At the outset, Scalia ruled that the section of the Civil Rights Act pertaining to discriminatory policies by state agencies using federal funds applied only to intentional forms of discrimination. He acknowledged that individuals have a private right of action to enforce violations of this law. However, he pointed out that the rule crafted by the Department of Justice, although enacted as a means of enforcing the Civil Rights Act, was not limited to intentional discrimination.
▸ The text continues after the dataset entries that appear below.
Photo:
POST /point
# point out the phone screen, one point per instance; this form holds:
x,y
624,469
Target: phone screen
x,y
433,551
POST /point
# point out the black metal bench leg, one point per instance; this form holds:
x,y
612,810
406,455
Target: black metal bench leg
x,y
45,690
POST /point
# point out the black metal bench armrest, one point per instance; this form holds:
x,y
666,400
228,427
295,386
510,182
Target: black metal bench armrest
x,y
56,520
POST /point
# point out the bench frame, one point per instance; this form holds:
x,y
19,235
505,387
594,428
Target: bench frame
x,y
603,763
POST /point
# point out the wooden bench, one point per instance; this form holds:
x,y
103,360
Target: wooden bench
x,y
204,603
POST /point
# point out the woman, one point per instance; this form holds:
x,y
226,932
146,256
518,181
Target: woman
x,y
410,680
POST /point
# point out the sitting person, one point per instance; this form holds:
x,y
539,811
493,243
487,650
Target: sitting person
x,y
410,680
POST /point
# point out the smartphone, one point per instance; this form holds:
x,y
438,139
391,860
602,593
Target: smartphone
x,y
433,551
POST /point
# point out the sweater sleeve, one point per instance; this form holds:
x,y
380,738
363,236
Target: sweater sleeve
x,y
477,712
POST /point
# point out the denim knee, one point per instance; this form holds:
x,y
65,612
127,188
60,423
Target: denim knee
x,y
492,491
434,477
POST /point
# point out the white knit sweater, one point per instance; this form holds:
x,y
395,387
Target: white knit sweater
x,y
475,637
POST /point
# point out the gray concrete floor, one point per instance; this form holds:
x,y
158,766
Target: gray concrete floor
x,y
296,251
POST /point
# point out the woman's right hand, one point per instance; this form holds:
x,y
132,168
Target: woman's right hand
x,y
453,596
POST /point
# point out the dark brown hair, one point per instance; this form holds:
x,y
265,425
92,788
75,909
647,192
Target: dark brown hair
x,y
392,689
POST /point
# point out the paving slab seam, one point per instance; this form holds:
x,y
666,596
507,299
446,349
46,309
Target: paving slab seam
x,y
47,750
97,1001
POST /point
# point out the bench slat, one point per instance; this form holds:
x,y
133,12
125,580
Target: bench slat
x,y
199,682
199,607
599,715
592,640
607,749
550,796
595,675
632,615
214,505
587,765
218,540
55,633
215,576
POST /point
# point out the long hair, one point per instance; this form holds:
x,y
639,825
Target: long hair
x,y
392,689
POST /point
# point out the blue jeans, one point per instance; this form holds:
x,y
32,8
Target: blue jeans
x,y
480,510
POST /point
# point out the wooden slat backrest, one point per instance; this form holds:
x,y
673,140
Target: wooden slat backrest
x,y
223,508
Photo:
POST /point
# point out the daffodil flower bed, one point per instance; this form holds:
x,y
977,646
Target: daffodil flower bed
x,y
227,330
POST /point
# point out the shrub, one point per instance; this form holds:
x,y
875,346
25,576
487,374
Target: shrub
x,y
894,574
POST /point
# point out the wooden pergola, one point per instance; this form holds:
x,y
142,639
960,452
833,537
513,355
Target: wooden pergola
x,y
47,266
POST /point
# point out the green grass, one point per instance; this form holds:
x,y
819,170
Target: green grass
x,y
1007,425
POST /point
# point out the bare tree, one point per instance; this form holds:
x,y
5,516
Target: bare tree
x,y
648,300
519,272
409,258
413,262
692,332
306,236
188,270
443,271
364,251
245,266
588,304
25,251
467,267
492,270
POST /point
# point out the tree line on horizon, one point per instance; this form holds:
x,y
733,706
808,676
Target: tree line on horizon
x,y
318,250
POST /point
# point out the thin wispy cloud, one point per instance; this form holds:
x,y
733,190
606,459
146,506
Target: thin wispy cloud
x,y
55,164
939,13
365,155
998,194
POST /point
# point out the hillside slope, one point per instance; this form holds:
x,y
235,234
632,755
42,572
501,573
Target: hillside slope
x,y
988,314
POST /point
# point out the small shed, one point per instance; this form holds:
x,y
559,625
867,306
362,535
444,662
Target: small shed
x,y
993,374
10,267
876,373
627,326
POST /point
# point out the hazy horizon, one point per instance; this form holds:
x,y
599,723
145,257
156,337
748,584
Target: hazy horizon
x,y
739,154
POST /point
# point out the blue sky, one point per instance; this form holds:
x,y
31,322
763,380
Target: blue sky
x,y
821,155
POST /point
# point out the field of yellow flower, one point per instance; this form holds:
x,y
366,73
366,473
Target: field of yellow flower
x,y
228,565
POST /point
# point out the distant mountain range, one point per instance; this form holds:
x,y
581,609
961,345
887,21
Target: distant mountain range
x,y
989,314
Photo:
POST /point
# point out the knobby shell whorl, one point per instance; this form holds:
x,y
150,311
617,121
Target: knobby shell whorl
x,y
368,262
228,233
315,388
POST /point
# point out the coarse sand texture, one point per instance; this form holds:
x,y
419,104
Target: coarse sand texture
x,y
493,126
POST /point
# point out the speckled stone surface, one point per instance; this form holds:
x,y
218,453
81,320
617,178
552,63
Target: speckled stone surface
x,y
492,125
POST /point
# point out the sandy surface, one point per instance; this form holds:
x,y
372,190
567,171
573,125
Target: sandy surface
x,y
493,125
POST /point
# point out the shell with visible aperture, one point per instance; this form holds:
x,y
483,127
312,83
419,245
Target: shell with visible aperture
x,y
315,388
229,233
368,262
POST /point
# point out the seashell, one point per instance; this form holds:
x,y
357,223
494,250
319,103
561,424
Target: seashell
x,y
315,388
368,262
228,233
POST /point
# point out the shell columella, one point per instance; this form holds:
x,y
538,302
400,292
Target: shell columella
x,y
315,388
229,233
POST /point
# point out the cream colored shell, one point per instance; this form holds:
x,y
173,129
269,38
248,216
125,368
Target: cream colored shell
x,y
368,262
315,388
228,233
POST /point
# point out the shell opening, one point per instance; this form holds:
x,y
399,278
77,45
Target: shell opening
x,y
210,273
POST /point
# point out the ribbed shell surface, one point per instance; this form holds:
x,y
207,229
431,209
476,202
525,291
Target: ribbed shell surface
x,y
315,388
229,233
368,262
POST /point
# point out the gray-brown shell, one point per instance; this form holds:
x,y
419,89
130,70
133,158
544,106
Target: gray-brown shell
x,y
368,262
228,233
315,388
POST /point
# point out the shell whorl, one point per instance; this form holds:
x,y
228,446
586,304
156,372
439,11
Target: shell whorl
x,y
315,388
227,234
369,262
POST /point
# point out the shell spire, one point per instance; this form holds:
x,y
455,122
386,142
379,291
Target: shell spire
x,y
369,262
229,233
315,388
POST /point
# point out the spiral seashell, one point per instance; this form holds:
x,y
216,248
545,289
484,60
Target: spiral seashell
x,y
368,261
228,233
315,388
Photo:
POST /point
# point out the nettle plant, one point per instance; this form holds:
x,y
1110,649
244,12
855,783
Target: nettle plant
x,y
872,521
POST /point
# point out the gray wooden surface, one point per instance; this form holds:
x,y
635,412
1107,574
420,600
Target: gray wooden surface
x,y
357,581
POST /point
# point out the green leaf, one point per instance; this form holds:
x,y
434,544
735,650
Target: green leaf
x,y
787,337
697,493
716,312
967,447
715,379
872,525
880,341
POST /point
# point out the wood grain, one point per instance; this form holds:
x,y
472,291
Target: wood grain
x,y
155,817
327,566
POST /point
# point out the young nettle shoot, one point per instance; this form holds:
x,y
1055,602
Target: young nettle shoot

The fact that there was a private right of action to enforce the substantive ban on intentional discriminatory policies by state agencies using federal funds did not mean that it could be implicitly transferred to enforcing the section of the Civil Rights Act that gave the Department of Justice the authority to enforce the ban. This latter section of the law did not contain an express private right of action, and there was no support in the legislative history, case precedents, or the contemporary legal context to find that such a right should be implied. Nor could support for a private right of action be rooted in the Department of Justice regulations themselves, or in any later amendments to the Civil Rights Act.


  • John Paul Stevens (Author)
  • David H. Souter
  • Ruth Bader Ginsburg
  • Stephen G. Breyer

Case Commentary

This decision illustrates the Supreme Court's reluctance to recognize a broad range of implied rights of action.